Ness, in Núñez, is one of 2024’s great openings. Photo: courtesy of Ness

Neither was Ness, which I see as one of the top-three openings of 2024 in Buenos Aires, if not the best. The chef and owner of the Nuñez-based restaurant, curiously, is a contemporary of Dabbang’s Mariano Ramón. Leo Lanussol also used to work with chef Narda Lepes for many years, and has a strong gastronomic identity as he uses open flames in various formats. His style was long revered by foodies at Palermo restaurant Proper, which he co-founded with Augusto Mayer in 2015, until the pandemic forced them to close down. 

Lanussol, in the interim, took English classes, consulted in California, and currently takes care of Pan y Oliva and Casa del Visitante, the two restaurants at Bodega Santa Julia in Mendoza. Curiously, neither even received a recommendation for “good cooking” from the French-run arbiter of culinary excellence.

Ness, in particular, boasts many attributes that I personally appreciate in a restaurant. A creative chef who advocates sourcing local seasonal produce. A chef who developed his concept of open-fire cooking to the next level. A solid wine list managed by an excellent sommelier who headed the prestigious Gustu in La Paz for many years. An entertaining yet intimate kitchen counter space where you are basically at one with the line cooks. Cool decor that’s both industrial and sexy. There are also tables, should the proximity to preparation be too in your face. 

Ruda, in Mendoza’s Uco Valley. Photo: courtesy of Ruda

Then, there are dishes that might be baked in the log-fuelled clay oven, grilled over embers, or pan fried, but are always cooked over live fire. Of particular note are squid with panca chilli pepper and za’atar, beautiful heirloom tomato salad (when it’s the season) and the halva créme caramel, its dark and mysterious hues brightened by a dollop of whipped cream.
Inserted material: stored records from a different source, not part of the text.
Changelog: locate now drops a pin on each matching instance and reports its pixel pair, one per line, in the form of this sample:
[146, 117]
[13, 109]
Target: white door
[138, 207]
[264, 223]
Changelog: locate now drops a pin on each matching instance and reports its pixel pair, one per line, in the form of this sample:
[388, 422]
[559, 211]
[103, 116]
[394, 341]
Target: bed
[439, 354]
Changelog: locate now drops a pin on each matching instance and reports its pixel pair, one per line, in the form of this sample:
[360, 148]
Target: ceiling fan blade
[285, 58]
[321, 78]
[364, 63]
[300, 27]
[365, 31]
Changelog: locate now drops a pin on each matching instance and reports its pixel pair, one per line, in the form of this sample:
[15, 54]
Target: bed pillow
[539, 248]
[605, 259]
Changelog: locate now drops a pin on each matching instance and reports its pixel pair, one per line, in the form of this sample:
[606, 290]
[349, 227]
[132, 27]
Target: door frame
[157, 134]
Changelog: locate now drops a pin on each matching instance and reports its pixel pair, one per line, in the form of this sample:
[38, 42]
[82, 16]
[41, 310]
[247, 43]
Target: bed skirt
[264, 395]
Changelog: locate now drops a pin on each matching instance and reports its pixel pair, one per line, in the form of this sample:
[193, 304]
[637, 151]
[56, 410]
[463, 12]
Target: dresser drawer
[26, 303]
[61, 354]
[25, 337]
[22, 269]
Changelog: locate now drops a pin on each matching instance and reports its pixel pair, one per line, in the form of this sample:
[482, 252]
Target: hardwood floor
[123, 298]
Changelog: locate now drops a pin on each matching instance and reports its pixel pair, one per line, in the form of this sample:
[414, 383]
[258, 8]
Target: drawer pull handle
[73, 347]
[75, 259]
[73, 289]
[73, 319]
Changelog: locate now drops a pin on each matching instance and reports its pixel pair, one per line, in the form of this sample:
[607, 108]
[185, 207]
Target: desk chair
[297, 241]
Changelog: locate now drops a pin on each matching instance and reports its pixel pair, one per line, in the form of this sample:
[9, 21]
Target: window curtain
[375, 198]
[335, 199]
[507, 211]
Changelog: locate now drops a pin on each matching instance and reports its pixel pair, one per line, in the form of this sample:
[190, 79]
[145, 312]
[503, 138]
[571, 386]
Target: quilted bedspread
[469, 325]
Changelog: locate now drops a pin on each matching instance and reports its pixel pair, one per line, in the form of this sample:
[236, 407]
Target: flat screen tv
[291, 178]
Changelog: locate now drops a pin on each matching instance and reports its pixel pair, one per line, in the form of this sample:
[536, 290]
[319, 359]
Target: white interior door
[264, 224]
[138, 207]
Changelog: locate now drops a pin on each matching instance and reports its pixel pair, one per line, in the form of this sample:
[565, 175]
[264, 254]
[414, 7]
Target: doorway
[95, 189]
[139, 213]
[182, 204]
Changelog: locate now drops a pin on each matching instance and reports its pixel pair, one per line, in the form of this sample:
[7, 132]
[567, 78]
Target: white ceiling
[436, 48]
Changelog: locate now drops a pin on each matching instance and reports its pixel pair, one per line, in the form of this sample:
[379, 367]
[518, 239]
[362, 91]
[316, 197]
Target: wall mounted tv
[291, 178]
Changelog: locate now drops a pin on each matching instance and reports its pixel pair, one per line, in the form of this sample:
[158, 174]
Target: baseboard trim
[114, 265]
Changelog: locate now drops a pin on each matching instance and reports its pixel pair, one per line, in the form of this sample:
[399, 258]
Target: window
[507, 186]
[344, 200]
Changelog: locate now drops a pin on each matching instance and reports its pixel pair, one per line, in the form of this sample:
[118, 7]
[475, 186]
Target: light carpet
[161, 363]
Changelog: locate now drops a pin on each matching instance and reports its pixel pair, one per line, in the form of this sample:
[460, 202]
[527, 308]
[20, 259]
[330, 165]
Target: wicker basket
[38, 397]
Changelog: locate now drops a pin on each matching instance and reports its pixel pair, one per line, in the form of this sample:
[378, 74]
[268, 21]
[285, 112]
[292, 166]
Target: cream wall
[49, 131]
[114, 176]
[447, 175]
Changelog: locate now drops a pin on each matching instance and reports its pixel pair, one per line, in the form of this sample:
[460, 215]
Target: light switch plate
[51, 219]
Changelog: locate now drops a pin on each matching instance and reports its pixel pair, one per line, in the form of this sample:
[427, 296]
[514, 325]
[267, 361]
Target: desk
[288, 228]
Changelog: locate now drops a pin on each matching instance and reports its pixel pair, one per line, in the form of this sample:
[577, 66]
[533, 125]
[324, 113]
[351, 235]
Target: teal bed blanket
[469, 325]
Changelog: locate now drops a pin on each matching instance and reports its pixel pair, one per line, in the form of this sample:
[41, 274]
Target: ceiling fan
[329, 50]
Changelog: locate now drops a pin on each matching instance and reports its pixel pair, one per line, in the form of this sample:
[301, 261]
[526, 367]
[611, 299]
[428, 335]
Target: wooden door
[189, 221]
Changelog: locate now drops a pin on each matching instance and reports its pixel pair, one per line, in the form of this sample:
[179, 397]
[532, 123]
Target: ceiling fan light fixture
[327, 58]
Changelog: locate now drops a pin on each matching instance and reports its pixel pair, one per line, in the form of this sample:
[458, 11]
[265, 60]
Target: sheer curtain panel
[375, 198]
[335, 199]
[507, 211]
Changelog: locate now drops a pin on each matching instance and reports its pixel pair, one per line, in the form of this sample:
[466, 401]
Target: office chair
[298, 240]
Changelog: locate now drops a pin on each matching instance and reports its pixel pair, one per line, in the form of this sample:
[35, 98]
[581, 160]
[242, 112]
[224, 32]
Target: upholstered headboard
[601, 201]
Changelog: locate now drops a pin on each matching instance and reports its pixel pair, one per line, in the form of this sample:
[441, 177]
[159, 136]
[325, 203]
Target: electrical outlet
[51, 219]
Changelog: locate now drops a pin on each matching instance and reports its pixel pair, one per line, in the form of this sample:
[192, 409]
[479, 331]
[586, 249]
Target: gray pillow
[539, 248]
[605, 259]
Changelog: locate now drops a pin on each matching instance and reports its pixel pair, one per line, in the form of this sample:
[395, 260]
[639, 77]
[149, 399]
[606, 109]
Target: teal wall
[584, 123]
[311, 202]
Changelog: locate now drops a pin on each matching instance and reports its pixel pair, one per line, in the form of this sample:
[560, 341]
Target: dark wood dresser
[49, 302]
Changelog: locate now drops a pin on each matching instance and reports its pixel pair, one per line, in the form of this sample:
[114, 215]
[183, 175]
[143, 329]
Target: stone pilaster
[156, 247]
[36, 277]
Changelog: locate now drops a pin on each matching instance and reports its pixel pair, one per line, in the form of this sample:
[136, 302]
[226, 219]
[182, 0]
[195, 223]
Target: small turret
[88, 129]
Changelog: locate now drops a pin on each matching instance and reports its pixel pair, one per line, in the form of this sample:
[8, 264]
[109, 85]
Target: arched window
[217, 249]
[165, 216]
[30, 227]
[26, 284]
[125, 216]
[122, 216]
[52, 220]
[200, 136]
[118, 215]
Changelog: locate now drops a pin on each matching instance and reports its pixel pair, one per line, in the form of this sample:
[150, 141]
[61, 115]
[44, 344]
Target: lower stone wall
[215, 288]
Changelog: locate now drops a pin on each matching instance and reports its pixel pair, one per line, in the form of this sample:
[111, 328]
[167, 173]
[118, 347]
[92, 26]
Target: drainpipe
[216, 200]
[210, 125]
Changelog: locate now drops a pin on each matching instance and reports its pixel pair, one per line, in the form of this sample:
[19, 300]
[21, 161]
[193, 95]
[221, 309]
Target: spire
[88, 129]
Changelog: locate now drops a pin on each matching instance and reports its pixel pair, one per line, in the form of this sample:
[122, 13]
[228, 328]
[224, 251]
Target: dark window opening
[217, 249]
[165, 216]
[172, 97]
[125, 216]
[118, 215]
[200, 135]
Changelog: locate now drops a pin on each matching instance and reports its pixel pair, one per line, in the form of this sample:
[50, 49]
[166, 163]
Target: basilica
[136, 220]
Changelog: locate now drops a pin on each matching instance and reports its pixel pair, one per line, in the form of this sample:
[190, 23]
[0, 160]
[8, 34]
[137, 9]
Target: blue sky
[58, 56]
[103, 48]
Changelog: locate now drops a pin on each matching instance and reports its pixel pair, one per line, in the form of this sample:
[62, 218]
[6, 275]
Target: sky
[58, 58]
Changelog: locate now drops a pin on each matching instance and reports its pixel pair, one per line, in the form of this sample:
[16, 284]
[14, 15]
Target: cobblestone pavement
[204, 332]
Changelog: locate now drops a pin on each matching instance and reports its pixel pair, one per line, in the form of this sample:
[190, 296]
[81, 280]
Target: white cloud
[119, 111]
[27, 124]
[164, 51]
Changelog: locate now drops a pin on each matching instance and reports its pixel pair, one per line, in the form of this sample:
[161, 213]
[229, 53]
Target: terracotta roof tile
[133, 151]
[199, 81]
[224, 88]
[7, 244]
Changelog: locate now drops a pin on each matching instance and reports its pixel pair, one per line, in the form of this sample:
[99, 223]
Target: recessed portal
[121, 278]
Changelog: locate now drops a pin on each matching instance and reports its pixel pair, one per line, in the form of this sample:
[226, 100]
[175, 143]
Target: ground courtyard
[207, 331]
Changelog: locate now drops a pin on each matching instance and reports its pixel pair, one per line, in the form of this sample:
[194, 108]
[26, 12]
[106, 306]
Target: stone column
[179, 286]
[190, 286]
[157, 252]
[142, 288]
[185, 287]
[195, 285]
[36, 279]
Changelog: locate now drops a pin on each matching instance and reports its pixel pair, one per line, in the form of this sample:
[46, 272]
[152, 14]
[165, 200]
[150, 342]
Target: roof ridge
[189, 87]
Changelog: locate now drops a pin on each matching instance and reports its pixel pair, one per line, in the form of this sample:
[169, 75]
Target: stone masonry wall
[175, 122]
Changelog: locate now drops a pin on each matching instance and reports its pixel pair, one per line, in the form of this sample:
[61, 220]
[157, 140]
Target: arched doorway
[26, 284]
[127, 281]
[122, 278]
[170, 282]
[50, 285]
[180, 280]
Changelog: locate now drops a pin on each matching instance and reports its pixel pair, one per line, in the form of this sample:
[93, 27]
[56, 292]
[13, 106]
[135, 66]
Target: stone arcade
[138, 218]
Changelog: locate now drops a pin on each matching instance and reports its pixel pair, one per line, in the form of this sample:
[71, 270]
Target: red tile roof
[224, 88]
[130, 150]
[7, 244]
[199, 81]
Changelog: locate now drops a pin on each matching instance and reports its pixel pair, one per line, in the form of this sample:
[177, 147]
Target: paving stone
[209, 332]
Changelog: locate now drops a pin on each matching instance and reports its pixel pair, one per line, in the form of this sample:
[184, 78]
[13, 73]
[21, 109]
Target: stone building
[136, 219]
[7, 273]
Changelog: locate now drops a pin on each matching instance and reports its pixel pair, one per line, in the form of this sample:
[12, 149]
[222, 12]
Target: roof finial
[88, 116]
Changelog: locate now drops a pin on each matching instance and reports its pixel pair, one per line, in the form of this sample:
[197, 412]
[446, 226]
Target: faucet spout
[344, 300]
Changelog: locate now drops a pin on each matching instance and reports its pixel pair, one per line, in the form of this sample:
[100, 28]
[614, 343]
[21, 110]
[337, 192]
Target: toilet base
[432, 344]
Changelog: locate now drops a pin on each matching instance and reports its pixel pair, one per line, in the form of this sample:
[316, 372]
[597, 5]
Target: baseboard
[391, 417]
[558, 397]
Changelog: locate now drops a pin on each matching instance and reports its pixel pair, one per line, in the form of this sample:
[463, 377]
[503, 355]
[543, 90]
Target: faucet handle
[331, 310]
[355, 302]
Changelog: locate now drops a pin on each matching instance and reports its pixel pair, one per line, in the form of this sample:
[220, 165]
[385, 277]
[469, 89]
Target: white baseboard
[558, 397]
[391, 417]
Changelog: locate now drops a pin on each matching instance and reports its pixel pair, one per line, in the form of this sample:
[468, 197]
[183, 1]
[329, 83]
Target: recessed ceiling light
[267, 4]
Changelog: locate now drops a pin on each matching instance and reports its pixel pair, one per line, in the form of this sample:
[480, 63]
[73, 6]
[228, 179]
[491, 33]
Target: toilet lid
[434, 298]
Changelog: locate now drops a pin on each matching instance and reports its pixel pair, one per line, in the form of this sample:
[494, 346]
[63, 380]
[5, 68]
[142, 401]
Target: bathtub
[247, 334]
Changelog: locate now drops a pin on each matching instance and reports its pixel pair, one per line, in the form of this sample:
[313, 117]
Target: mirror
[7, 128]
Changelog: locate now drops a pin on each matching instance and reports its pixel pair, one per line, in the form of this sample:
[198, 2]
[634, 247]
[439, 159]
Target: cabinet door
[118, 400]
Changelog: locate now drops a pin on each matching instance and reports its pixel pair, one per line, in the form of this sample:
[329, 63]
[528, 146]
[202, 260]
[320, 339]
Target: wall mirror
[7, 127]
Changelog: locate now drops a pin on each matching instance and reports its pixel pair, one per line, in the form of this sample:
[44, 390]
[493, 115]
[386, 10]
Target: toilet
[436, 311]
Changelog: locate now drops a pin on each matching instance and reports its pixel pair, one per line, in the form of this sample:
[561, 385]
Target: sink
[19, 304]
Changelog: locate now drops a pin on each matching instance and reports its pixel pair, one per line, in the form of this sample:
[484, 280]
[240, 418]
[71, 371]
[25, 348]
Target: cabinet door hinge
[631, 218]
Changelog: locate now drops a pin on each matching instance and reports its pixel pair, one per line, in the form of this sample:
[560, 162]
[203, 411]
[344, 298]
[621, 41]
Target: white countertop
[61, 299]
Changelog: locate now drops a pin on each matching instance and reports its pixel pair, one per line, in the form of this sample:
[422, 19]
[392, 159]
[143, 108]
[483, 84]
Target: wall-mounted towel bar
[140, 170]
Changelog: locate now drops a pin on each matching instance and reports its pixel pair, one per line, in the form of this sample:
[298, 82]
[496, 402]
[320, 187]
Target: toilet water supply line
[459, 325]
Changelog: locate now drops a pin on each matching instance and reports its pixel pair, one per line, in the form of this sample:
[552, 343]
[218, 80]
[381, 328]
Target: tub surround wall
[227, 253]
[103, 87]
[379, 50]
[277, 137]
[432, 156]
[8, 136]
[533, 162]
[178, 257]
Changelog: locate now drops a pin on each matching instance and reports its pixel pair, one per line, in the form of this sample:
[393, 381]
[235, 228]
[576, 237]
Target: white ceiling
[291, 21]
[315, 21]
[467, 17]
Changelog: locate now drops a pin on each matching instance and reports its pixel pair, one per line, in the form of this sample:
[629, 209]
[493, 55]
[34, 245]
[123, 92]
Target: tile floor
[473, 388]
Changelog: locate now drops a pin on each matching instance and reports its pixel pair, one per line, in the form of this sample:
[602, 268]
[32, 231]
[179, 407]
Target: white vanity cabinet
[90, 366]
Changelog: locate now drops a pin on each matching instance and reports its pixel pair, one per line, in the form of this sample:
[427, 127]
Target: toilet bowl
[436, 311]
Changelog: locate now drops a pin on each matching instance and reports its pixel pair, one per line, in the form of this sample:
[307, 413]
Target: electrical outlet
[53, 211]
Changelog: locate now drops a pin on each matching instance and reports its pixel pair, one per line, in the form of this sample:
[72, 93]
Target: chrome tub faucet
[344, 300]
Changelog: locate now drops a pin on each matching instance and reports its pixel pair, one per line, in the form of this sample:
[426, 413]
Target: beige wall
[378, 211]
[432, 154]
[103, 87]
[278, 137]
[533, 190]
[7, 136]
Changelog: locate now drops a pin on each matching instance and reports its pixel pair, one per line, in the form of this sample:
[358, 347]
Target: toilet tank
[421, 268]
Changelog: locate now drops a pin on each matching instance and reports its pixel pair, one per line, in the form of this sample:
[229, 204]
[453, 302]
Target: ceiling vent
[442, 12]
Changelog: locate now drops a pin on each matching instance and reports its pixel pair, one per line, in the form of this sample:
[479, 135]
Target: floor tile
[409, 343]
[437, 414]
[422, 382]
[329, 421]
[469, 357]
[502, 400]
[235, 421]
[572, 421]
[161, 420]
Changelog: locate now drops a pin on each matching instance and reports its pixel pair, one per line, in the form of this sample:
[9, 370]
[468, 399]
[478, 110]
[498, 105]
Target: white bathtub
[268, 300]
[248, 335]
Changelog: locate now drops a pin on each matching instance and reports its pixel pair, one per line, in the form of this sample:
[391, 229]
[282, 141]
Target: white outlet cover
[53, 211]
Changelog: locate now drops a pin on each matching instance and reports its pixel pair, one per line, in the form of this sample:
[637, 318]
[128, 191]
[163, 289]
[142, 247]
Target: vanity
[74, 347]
The latter is all the more notable because I am not a pudding person.

The other great omissions by my count are basically any restaurant located between 33º and 34º south, better known as Mendoza’s Uco Valley. There are several five-star hotels in Uco, including the Vines of Mendoza, Casa de Uco, and La Morada Lodge. Each hosts demanding guests who not only want to drink top-notch wine and dine extremely well, but also indulge in luxurious spa experiences or Andean horseback riding. 

While it’s a relatively well-known fact that chef Francis Mallmann is anti-awards, it seems curious that his unique outdoor cooking experience Siete Fuegos wasn’t given a wink (although his restaurant 1884 at Escorihuela Gascón is in there). Hornero at La Morada has been picking up regional dining awards for its two-tiered approach to open fire cooking, as has its sister restaurant in Buenos Aires, Uco (both led by the same chef). 

Cundo, in Altamira, is an indie restaurant with an excellent short tasting menu. This and cover image: courtesy of Cundo

Two indie operations that aren’t associated with either a hotel or a winery — veggie-driven Ruda in Gualtallary and Cundo in Altamira — are both run by professional teams serving excellent short tasting menus. All have been overlooked.

As for Piedra Infinita, the restaurant at Bodega Zuccardi is a key part of the winery’s experience: Zuccardi was named World’s Best Vineyard for three consecutive years by 50 Best. Yet Michelin has waltzed past, nose in the air, not even considering selecting them for “good cooking.”

My gut instinct is that the inspector/s never even made it to Uco Valley. It seems impossible to ignore the restaurant of a winery that took a hat trick of Best Vineyard awards. If a taquería in Mexico City can pick up a coveted red star for “high quality cooking,” surely restaurants championing Argentina’s beef-led gastro heritage paired with 100-point Malbec at least merit a recommendation for “good” cooking?